15. The vector of claim 12, wherein the SARS-CoV-2 antigen is selected from the group consisting of SEQ ID NO:1, SEQ ID NO:18, SEQ ID NO:6, SEQ ID NO:7, SEQ ID NO:8, SEQ ID NO:9, SEQ ID NO: 22, SEQ ID NO: 23, SEQ ID NO: 24, SEQ ID NO: 25, SEQ ID NO: 26, SEQ ID NO: 27, SEQ ID NO: 28, SEQ ID NO: 29, SEQ ID NO: 30, SEQ ID NO: 31, SEQ ID NO: 32, SEQ ID NO: 33, SEQ ID NO: 34, SEQ ID NO: 35, SEQ ID NO: 36, SEQ ID NO: 37, SEQ ID NO: 38, SEQ ID NO: 39, SEQ ID NO: 40, SEQ ID NO: 41, sequences at least 90% identical thereto, and combinations thereof.

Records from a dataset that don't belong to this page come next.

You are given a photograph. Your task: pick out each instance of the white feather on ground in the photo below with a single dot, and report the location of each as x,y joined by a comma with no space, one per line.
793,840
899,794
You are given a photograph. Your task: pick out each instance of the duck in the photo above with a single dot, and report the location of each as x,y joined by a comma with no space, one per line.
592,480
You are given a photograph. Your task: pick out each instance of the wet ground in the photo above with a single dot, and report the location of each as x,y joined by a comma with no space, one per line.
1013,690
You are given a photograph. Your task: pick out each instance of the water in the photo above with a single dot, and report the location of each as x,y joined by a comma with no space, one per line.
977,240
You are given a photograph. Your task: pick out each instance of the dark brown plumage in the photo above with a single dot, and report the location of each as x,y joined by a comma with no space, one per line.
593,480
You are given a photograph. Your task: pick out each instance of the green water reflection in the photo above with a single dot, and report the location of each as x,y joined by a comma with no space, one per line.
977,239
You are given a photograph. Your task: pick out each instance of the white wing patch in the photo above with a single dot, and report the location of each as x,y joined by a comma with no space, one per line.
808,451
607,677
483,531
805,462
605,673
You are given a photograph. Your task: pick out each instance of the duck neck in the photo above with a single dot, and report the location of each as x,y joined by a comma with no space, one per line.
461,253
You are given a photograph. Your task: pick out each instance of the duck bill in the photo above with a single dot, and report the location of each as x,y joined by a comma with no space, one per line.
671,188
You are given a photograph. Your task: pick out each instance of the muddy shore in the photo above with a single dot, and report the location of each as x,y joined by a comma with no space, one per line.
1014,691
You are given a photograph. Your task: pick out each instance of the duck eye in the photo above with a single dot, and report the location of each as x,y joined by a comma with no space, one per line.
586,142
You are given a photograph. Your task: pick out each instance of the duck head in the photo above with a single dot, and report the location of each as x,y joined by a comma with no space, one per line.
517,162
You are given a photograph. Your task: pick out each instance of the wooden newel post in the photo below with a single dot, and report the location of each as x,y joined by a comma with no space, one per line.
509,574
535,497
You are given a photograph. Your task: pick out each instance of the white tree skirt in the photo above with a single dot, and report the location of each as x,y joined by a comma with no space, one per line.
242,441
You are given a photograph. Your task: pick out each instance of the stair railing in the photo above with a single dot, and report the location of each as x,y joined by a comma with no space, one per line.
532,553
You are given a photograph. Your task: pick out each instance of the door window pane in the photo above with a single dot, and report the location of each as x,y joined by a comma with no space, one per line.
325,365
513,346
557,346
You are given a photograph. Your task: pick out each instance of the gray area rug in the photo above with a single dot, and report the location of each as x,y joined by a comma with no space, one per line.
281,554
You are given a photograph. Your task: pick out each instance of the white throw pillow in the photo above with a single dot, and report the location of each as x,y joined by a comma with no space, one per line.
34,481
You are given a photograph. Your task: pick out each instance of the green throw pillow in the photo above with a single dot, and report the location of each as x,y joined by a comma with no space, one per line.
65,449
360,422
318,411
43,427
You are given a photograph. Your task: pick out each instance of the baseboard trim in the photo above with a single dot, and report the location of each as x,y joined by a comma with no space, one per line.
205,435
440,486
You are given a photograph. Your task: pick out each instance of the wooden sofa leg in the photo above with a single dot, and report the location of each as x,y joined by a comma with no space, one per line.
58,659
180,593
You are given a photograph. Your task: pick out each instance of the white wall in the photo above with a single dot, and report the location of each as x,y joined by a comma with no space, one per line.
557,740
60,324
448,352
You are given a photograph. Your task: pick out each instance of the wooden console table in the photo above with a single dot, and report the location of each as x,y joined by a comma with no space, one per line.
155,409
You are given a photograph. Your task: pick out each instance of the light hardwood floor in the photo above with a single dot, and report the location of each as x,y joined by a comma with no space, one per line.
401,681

16. A method for producing a SARS-CoV-2 RIC comprising

expressing in a plant the vector of claim 12; and

purifying the SARS-CoV-2 RIC from the plant.

17. The method of claim 16, wherein the plant is Nicotiana benthamiana.

18. A SARS-CoV-2 RIC produced by the method of claim 16.

19. A vaccine composition comprising the SARS-CoV-2 RIC of claim 18 and a pharmaceutically acceptable carrier.

20. A method of inducing an immune response in a subject against a SARS-CoV-2 antigen comprising administering an effective amount of the vaccine composition of claim 19 to the subject.